The Chinese volunteer teacher demonstrated the art of making tea, and it was well appreciated by the audience. The staff of LUX* Resort hotel are fairly well acquainted with the art of making tea and the different varieties of tea since there is a tea house at the hotel. The presentation reinforced their knowledge of tea, the place it holds in Chines culture and the art of making and drinking tea.
Download the presentation >> (A copy of is available in the ‘Library’ under the ‘Service’ tab./ accessible to Students & Staff only)
Confucius Institute at University of Mauritius hosted the Chinese New Year Celebration at the auditorium of the University of Mauritius. The Chinese New Year also known as the Spring Festival is celebrated in China over a number of days and in Mauritius, the Spring Festival is celebrated with enthusiasm by the sino-Mauritian community and enjoyed by all the communities. The Chinese New Year day is a public holiday in Mauritius.
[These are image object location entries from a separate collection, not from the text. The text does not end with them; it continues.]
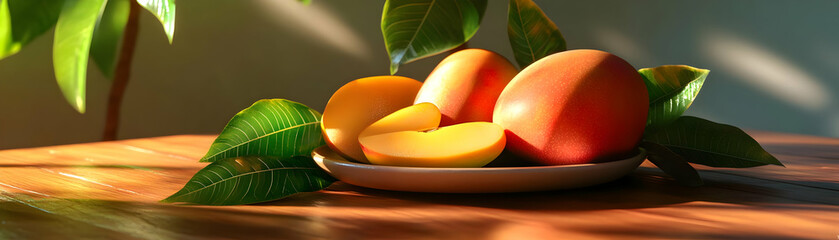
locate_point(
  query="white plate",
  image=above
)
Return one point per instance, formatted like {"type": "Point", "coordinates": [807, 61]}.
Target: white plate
{"type": "Point", "coordinates": [473, 180]}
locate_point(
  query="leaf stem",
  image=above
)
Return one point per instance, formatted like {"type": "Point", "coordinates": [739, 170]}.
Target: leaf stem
{"type": "Point", "coordinates": [122, 73]}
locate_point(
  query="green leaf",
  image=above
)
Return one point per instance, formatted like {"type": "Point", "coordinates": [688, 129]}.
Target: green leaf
{"type": "Point", "coordinates": [246, 180]}
{"type": "Point", "coordinates": [712, 144]}
{"type": "Point", "coordinates": [672, 164]}
{"type": "Point", "coordinates": [672, 89]}
{"type": "Point", "coordinates": [6, 45]}
{"type": "Point", "coordinates": [71, 46]}
{"type": "Point", "coordinates": [414, 29]}
{"type": "Point", "coordinates": [164, 10]}
{"type": "Point", "coordinates": [532, 34]}
{"type": "Point", "coordinates": [107, 35]}
{"type": "Point", "coordinates": [21, 21]}
{"type": "Point", "coordinates": [275, 127]}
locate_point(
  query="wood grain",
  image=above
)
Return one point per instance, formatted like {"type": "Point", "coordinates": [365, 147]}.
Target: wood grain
{"type": "Point", "coordinates": [111, 189]}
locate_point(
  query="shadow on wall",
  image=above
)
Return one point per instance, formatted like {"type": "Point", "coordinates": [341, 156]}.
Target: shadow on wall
{"type": "Point", "coordinates": [773, 63]}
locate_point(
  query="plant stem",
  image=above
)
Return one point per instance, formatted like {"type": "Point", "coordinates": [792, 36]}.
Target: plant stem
{"type": "Point", "coordinates": [122, 72]}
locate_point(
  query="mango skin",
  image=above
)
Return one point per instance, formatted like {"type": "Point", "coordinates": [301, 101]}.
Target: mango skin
{"type": "Point", "coordinates": [465, 85]}
{"type": "Point", "coordinates": [358, 104]}
{"type": "Point", "coordinates": [574, 107]}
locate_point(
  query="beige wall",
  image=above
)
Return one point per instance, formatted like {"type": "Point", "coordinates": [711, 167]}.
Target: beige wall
{"type": "Point", "coordinates": [774, 63]}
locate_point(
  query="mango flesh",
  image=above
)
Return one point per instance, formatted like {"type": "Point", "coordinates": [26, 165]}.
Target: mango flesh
{"type": "Point", "coordinates": [574, 107]}
{"type": "Point", "coordinates": [465, 85]}
{"type": "Point", "coordinates": [358, 104]}
{"type": "Point", "coordinates": [419, 117]}
{"type": "Point", "coordinates": [471, 144]}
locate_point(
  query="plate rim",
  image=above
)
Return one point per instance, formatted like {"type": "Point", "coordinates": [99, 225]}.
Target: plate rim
{"type": "Point", "coordinates": [347, 163]}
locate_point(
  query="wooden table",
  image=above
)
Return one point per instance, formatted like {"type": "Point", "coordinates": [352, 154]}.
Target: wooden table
{"type": "Point", "coordinates": [111, 189]}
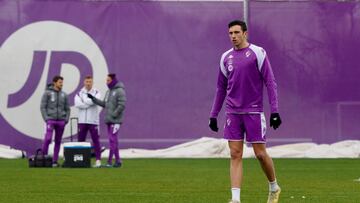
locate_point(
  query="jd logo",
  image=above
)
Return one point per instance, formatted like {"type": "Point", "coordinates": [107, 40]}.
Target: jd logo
{"type": "Point", "coordinates": [78, 157]}
{"type": "Point", "coordinates": [31, 56]}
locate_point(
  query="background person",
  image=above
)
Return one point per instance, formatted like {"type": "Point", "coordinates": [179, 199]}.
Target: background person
{"type": "Point", "coordinates": [55, 111]}
{"type": "Point", "coordinates": [114, 104]}
{"type": "Point", "coordinates": [88, 114]}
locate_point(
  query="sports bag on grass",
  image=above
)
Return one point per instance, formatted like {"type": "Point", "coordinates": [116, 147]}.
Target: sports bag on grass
{"type": "Point", "coordinates": [40, 160]}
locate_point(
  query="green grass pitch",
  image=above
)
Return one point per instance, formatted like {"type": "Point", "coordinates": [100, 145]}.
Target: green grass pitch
{"type": "Point", "coordinates": [180, 180]}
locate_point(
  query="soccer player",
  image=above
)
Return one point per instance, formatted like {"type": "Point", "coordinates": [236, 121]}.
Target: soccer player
{"type": "Point", "coordinates": [89, 116]}
{"type": "Point", "coordinates": [55, 111]}
{"type": "Point", "coordinates": [114, 104]}
{"type": "Point", "coordinates": [244, 70]}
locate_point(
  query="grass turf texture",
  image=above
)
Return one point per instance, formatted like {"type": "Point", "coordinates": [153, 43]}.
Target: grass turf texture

People clean their homes to welcome the Spring Festival. They put up the red posters with poetic verses on it to their doors, Chinese New Year pictures on their walls, and decorate their homes with red lanterns. It is also a time to reunite with relatives and many people visit their families at this time of the year. In the evening of the Spring Festival Eve, they would set off fireworks and firecrackers, hoping to cast away any bad luck and bring forth good luck. Children often receive “luck” money or red packet, also knownas ‘hóngbāo’ in Mandarin. People wear new clothes and send Chinese New Year greetings to each other. Various activities such as beating drums and striking gongs, as well as dragon and lion dances, are all part of the festivities.
The global celebrations are an explosion of light and sound - involving bell ringing, lighting firecrackers, and watching traditional lion dances. We try to replicate this moment at the University of Mauritius on this special occasion.
This year, according to the Chinese Zodiac, it is the year of DOG. It is said that anyone born in a dog year will be communicative, serious, and responsible in the workplace.
Confucius at University of Mauritius (CI-UoM) wish everyone a joyful, prosperous and healthy Chinese New Year. GONG XI FA CHAI !!!